This last weekend we joined Heather and Nana up in Idaho. They were on their way in to visit us, but first were stopping in Twin Falls to visit Uncle Dan in nearby Buhl. We drove up Friday after work and got into Twin Falls about 9:30 or so. We stayed up late in our big suite at the Super 8, then got up for a nice free breakfast there before heading our separate ways. They went to pick up Uncle Dan to take him shopping, while we went on our way to Hagerman for the Fossil Days celebration and parade.
We first stopped at the little Twin Falls farmers market to check out their goods. It's nice to see a farmers market in town, but right in the middle of fields where farmhands are actually tilling and planting. Pretty cool.
Hagerman's a tiny town, and their humble parade was perfect for us. Not too much competition in gathering the thrown candy, lots of fire engines and motorcycles and Shriners guys. It was small and adorable. Afterwards we checked out the Hagerman Fossil Beds National Monument visitors center, where the kids excavated horse fossils, broke ancient reptiles and amphibians free from rocks, and made playdoh fossils.

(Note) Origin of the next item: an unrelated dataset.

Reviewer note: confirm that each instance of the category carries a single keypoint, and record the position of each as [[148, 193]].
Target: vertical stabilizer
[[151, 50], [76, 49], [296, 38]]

Then we met up with Heather and Nana at Uncle Dan's home. It was nice to see him, have him meet our kids and see Amy again--but it was pretty sad too. I remember him quite differently, dark skin, big and tough with his shirt tucked in snug around his belt, a black mustache and a smirking smile. I was the "war hero." We love him--we can still love and encourage him--and we're so glad and thankful he has a perfect sister like Nana who visits him and gives him a drop of hope and sweetness in his ocean of difficulties.
We left Uncle Dan's and went back out toward Hagerman to the actual national monument. There were beautiful lookouts over the Snake River and the rock layers that yield so many rare fossils, and the road paralleled the old Oregon Trail. We even crossed it while walking a short trail.
our next stop was the Minidoka Internment National Monument. The displays and information about it were in the Hagerman Fossil Beds visitors center, so we went back there for a bit. The actual location was a backroads drive away, past Jerome. It was one of the ten Japanese internment camps ("relocation centers") from WWII. The circumstances these good people had to endure--while most remained strongly loyal to the US--were unimaginable. Many of them went on to fight in the war for the US, even after having been ripped from their homes. Being there, imagining their lives, was sobering.
We had just enough time to go back through Twin Falls to Shoshone Falls. It's always a beautiful place, higher than Niagara, just there near the interstate on the Snake.
We drove home late Saturday night in the Idaho dark.
(I also made a Flickr photoset of the entire trip.)
The line of tractors coming down the parade
The kids stood there, waving, the entire duration of the parade. They got a stash of candy, so it must've worked.
Bella, paleontologist in the making. She was very meticulous about cleaning the sand off the bones. Those were real bones, by the way.
The Hagerman horse fossil. This is how the national monument got its name.
Chipping away at faux-rocks. Inside each was a little rubber frog or lizard. There was a table with these very convincing rocks piled high. The rangers were prepared for a lot of kids it seems; it was really cute and endearing so I'm glad we participated.
At the Snake River overlook.
The clouds were beautiful that day, with drizzles of rain coming off and on. This is looking out on the Hagerman valley, right where the Oregon Trail came through (lower right).
Walking to the Oregon Trail overlook.
Nana found a horny toad! This made her extremely happy. And apparently the horny toad too, by the expression on its face.
Amy and Oey on the walk. The Oregon Trail is on the left.
The old guard station at Minidoka Internment.
A set-up shot of two lovebirds at a historic location. What an amazing place. We had to show the love while we were there. The river behind us was beautiful and flowed roughly under a bridge along the road, where swallows were flocking and a dry severed cow leg rested. Just thought I'd throw that in there.
Heather and Nana in front of the security checkpoint.
We found this old half-underground barn that we were convinced was from the internment camp. I'm now thinking it was just from farming operations after the fact, but it was cool and dilapidated anyway. There was a barn owl on the rafters at the rear.
We swung by the Twin Falls temple on the way to the falls. It was not quite done, though I wouldn't be surprised if it were open in a couple of weeks, judging by how close it looked. You could see it shining from the freeway.
The always-beautiful Shoshone Falls. I really like the lighting we got to see them in, right before sunset with the sun brightening the water on its way down. Spectacular.
Family falls pose
The boys and the falls. Jarom was quite safe, mind you.
The parting shot, family on the monument rock.